A six-month investigation into 29-year-old Matthew McChesney and a Wednesday night traffic stop led the task force to the home.
Labeled by officials as the largest drug bust in Allen County history, it’s a major score for a task force that had been under fire from Fries, who demanded much more than what was being produced.
“I let them know the drug problem is important to me, and that it should be important to them,” Fries said. “I wanted them to rededicate themselves to the task before them. They did.”
According to Fries, in 2007 the task force made three times as many busts as it had in the previous three years combined.
The task force has also operated more regularly within the Fort Wayne city limits than in the past, even raiding two city homes in June of last year, which led to the arrest of a 74-year-old man accused of dealing cocaine within 1,000 feet of a school. The move into the city was something Fries had said would happen, though many drug investigations there are handled by the Fort Wayne Police Department.
So far this year the team -- composed of sheriff’s officers, New Haven Police and Huntington City Police officers and an FBI agent -- has been called out three or four times for busts that have ended long investigations, according to Fries, who said he is pleased with that rate.
“The citizens of Allen County should be proud of their narcotics officers,” said Fries, who was congratulating many members at the home Thursday.
Thursday’s raid began with a traffic stop of McChesney the night before, when he was clocked going 8 mph over the speed limit near the intersection of State Boulevard and Reed Road.
Inside the 2008 Chevy with Illinois plates that McChesney drove, police said they found 12 pounds of marijuana and about $100,000.
The task force shortly after received a search warrant for the Antwerp Road home, a two-story home flanked by a field with a pond in the back yard. The SWAT Team helped execute the search, and had no trouble at all finding the drugs, which were stashed in two rooms in the basement, a bedroom and some safes.
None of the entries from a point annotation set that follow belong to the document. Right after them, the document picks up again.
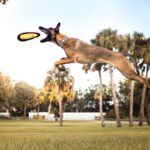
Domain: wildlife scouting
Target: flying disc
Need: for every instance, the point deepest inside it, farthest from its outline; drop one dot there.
(27, 36)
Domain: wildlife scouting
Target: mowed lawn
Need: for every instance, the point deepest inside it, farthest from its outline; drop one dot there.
(42, 135)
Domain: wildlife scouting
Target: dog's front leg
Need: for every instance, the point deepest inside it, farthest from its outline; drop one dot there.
(64, 61)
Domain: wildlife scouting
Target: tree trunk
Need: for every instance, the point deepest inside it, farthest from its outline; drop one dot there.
(60, 112)
(131, 103)
(148, 113)
(116, 104)
(38, 110)
(141, 119)
(49, 111)
(49, 108)
(25, 111)
(101, 101)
McChesney is being held on a federal hold, keeping him from bonding out of Allen County Jail on various drug-dealing charges. Federal prosecutors are able to pick up the case because the amount of marijuana was well over 200 pounds, and Fries, as well as sheriff’s department spokesman Sgt. Steve Stone said McChesney faces a minimum of 10 years in federal prison if convicted.
An AK-47 and several handguns also were found in the home, though Fries said they appeared to be legal.
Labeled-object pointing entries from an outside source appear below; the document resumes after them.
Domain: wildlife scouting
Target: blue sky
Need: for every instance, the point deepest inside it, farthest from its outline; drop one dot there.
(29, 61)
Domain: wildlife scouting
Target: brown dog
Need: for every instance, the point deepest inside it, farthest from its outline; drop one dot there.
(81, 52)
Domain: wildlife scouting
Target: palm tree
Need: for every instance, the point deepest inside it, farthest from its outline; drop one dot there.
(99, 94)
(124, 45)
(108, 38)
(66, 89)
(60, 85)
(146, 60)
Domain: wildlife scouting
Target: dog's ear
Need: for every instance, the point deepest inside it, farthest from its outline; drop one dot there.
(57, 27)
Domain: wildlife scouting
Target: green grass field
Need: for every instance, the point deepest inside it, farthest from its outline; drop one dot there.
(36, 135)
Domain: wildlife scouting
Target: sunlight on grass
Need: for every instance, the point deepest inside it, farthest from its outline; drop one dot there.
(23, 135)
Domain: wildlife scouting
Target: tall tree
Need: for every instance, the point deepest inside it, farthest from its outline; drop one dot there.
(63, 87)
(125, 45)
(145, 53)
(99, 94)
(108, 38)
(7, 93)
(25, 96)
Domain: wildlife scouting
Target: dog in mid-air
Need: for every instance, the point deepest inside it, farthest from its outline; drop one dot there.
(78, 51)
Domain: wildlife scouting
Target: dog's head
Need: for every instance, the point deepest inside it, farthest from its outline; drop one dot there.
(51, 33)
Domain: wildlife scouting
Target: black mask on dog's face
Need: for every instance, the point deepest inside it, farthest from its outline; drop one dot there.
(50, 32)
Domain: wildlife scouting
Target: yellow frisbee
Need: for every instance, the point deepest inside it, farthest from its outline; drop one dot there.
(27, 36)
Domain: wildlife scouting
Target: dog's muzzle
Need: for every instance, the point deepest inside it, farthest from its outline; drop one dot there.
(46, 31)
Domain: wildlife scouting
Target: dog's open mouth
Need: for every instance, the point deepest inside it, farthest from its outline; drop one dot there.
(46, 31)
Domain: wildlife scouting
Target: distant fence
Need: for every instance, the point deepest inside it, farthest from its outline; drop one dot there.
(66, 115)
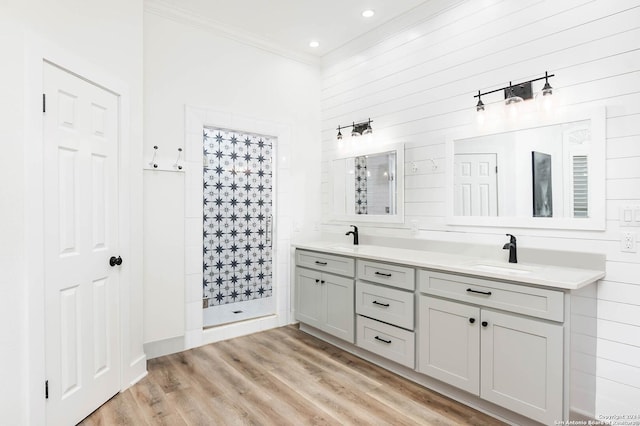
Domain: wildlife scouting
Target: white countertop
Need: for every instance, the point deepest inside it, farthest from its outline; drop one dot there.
(528, 273)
He could only speculate on where the marijuana came from, and quickly tossed out the notion that it could have been grown locally since the growing season in the Midwest would make such a large amount impossible.
And the investigation is ongoing. Police expect more arrests and also raided three or four Fort Wayne homes either owned by or connected to McChesney in some way.
It was clear what officers’ hopes were at the scene, as well as where some thought the drugs were initially headed.
“This will definitely dry up the streets of Fort Wayne,” Stone said.
Investigators would not comment whether more money was found at the home, but they did confiscate anything of value inside since it was deemed to be bought with drug money.
For nearly three hours, officers loaded the bales of marijuana into a moving truck so the cache could be hauled away and destroyed. They then began removing big-screen televisions, speakers, DVD players and weightlifting equipment, even a treadmill.
Officers confiscated a green John Deere tractor, but left the “Star Wars” action figures and memorabilia that littered McChesney’s basement, where more than 5,000 pounds of the marijuana was found in a couple of rooms, stored in black plastic trash bags.
They couldn’t seize the home because it is owned by someone else, according to records, an individual who owns several properties in the Harlan and Fort Wayne areas. McChesney rented the home.
As for the task force members, “I congratulated them for a job well done. Then I asked them when the next drug raid was,” Fries said.